To add to JaredPar's answer, another option in C++ only (not in plain C) is to create a pointer-to-member object:
struct test
{
int a, b, c;
bool d, e;
int f;
long g, h;
};
int main(void)
{
test t1, t2;
int test::*p; // declare p as pointing to an int member of test
p = &test::c; // p now points to 'c', but it's not associating with an object
t1->*p = 3; // sets t1.c to 3
t2->*p = 4; // sets t2.c to 4
p = &test::f;
t1->*p = 5; // sets t1.f to 5
t2->*p = 6; // sets t2.f to 6
}
You are probably looking for the offsetof macro.
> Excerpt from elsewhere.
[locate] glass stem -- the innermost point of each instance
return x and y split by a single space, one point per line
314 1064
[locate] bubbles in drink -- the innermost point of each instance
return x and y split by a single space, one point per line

This will get you the byte offset of the member. You can then manipulate the member at that offset. Note though, this macro is implementation specific. Include stddef.h to get it to work.
It's probably not safe and is 100% un-readable; thus making that kind of code unacceptable in real life production code.
use set methods and boost::bind for create functor which will change this variable.
Aside from padding/alignment issues other answers have brought up, your code violates strict aliasing rules, which means it may break for optimized builds (not sure how MSVC does this, but GCC -O3 will break on this type of behavior). Essentially, because test *t and int *ptr are of different types, the compiler may assume they point to different parts of memory, and it may reorder operations.
Consider this minor modification:
test* t = new test;
int* ptr = (int*) t;
t->c = 13;
ptr[2] = 15;
cout << t->c;
The output at the end could be either 13 or 15, depending on the order of operations the compiler uses.
According to paragraph 9.2.17 of the standard, it is in fact legal to cast a pointer-to-struct to a pointer to its first member, providing the struct is POD:
A pointer to a POD-struct object,
suitably converted using a
reinterpret_cast, points to its
initial member (or if that member is a
bit-field, then to the unit in which
it resides) and vice versa. [Note:
There might therefore be unnamed
padding within a POD-struct object,
but not at its beginning, as necessary
to achieve appropriate alignment. ]
However, the standard makes no guarantees about the layout of structs -- even POD structs -- other than that the address of a later member will be greater than the address of an earlier member, provided there are no access specifiers (private:, protected: or public:) between them. So, treating the initial part of your struct test as an array of 3 integers is technically undefined behaviour.